Home > Books > Archangel's Light (Guild Hunter #14)(107)

Archangel's Light (Guild Hunter #14)(107)

Author:Nalini Singh

“I whispered to them from the chains, said things like Mother used to say. I put worms in their heads until they were mine.” His head jerked toward Aodhan, though Aodhan had done nothing to attract his attention. “The sunbright one,” he whispered. “That’s what Mother called you. She wanted your wings.” Hard, envious eyes drilling into Illium now. “And yours. Pretty wings.”

Looking sideways, he fingered his own limp and faded feathers. “Ugly.” A spitted-out word.

“They’ll heal.” Aodhan’s voice was grit. “You are an immortal.”

“I am a god,” the boy said in the way of someone saying their hair was black or their eyes were brown. As if, to him, it was simple fact. “I am Mother’s son.”

“Where are your worshippers?”

A shrug. “I wanted to see what wearing their skins felt like.”

“Didn’t they fight?”

The boy frowned. “I was their god. They cut each other’s heads off for me. The last one knelt down so I could behead him.” He flexed his hands. “It took a long time. I’m weak.”

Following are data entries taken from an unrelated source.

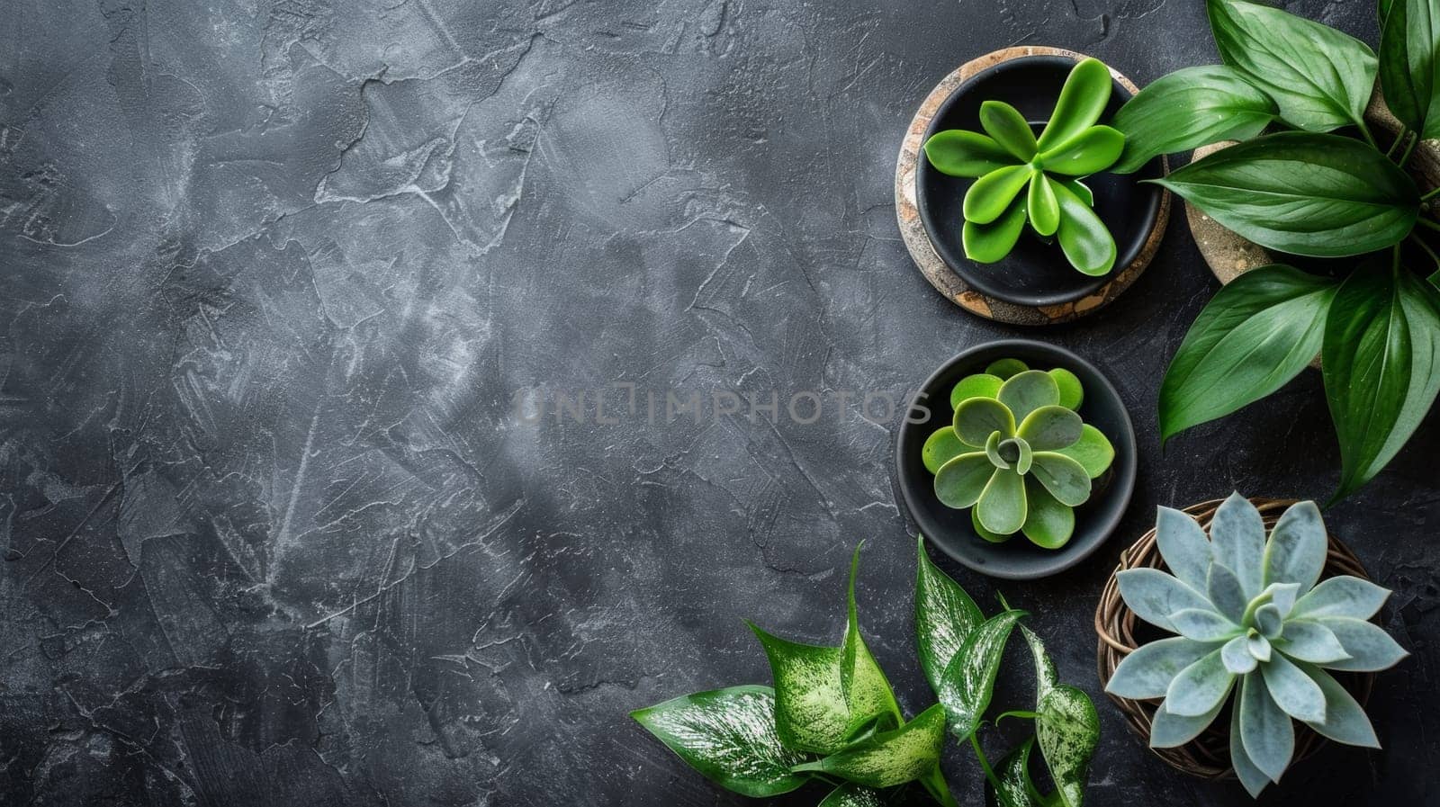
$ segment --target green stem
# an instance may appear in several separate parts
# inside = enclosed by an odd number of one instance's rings
[[[975,732],[971,732],[971,748],[975,749],[975,758],[981,761],[981,770],[985,771],[985,778],[989,780],[995,793],[999,793],[999,777],[995,775],[995,768],[989,767],[989,760],[985,757],[985,749],[981,748],[981,741],[975,737]]]

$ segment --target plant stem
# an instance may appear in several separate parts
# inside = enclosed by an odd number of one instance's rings
[[[999,793],[999,777],[995,775],[995,768],[989,767],[989,760],[985,758],[985,749],[981,748],[981,741],[975,737],[975,732],[971,732],[971,748],[975,749],[975,758],[981,761],[981,770],[985,771],[985,778],[989,780],[995,793]]]

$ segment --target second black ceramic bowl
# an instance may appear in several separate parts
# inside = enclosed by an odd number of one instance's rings
[[[1094,480],[1090,501],[1076,508],[1076,531],[1064,547],[1043,550],[1024,535],[1004,544],[991,544],[975,532],[971,511],[950,509],[935,498],[935,476],[920,460],[924,440],[942,426],[948,426],[955,411],[950,409],[950,388],[971,374],[1001,358],[1018,358],[1035,370],[1064,367],[1084,386],[1080,417],[1099,429],[1115,446],[1115,462]],[[929,420],[914,423],[929,411]],[[1125,401],[1115,386],[1079,355],[1032,339],[1002,339],[985,342],[946,361],[914,394],[910,409],[901,416],[896,436],[896,476],[900,495],[920,534],[945,554],[962,564],[1008,580],[1032,580],[1064,571],[1100,548],[1125,515],[1135,489],[1135,427]]]
[[[1050,118],[1060,88],[1076,66],[1067,56],[1021,56],[1001,62],[971,76],[955,88],[930,121],[924,138],[945,129],[981,129],[981,104],[1004,101],[1038,127]],[[1100,121],[1109,121],[1130,99],[1130,91],[1112,81],[1110,105]],[[948,177],[935,170],[920,154],[914,174],[916,206],[935,252],[975,291],[1025,306],[1074,302],[1097,292],[1115,272],[1133,263],[1151,237],[1165,191],[1140,180],[1159,178],[1161,160],[1152,160],[1135,174],[1096,174],[1086,180],[1094,191],[1094,211],[1115,236],[1117,256],[1110,275],[1081,275],[1066,260],[1060,245],[1044,243],[1028,230],[1015,249],[995,263],[976,263],[965,257],[960,230],[965,224],[965,191],[975,180]]]

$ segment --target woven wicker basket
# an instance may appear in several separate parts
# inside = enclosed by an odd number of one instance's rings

No one, no matter how loyal, would kneel without protest for such torture if they weren’t being controlled in some way.

Worms in their heads.

The boy’s features altered in front of Illium even as the eerie statement reverberated in his mind. “Quon shouldn’t have done that,” Jinhai whispered. “We were all alone after that.” Rubbing at his belly. “After a while, I couldn’t find anything to eat. I went back to my hole, but there was no food there, either, so I went back out.”

“Why didn’t you come toward the other angels in the area?” Illium knew the boy had to have spotted angels flying this way and that from the stronghold.

“Mother said,” he whispered. “Mother said I wasn’t to be seen. I was her secret. Her special secret.” A bright and horribly innocent smile. “I was to be her new skin, her new life.”

She was mad, so mad, Aodhan said. Why did we not see it until of late?

Because she was also very old and very clever. Her insanity had also been the kind of affliction that could look like nothing more than megalomania, or a hunger for power. Both of which were acceptable in the angelic world. “What will you do now?” he asked the son she’d doomed to the same madness. “And what will Quon do?”

A lost look. “Quon says he will be a god like Mother. He says I can stay with him. But he will be the god.”

Illium nodded, as if everything about their conversation was rational. “Will you stay here with us for the time being?”

“Yes.” Jinhai’s expression brightened. “Mother said you were strong. The sunbright angel and the bluebell angel. She would have you in her court. Quon says you can serve him now.” He looked out at the snow. “And it’s cold outside. It’s warm here. Quon likes it here, too. Quon says we can stay.”

* * *

*

“I have to tell Suyin first,” Aodhan said to Illium when the two of them moved into the hallway to discuss what to do next.

Illium scowled. “I’m not about to keep this from Raphael.”

“I wouldn’t ask you to—but beyond it being my duty as her second, it’s a thing of respect to go to her first. This is her territory, and sadly, this is her family.”

Illium folded his arms, but he didn’t have any good arguments to the contrary. It wasn’t as if Lijuan’s son posed any direct threat to New York. He was, however, a very real threat to China. “You have reception?”

Taking out his phone, Aodhan glanced at it. “Yes.”

While he remained in the hallway to make the call, Illium returned to the warmth of the room that held a boy whose mind had split in two. He’d heard of this type of mental wound, but had believed it to be a far less defined division—a blurring of personalities or a veil falling over the person’s mind, as had happened with his mother.

But this was nothing akin to that.

To all intents and purposes, Jinhai and Quon were two different people.

Having spotted an old game set on a bookshelf in the room, he grabbed it, set up the board on the low table in front of the fire. “A game?”

Jinhai jumped at the invitation.

He knew the game very well. It was one taught to most angelic children, to help them with their mathematical prowess. Partway through, he said, “I won’t wear your skin,” and his voice had shifted again, as if his mind couldn’t settle. “I don’t want to be all alone again.”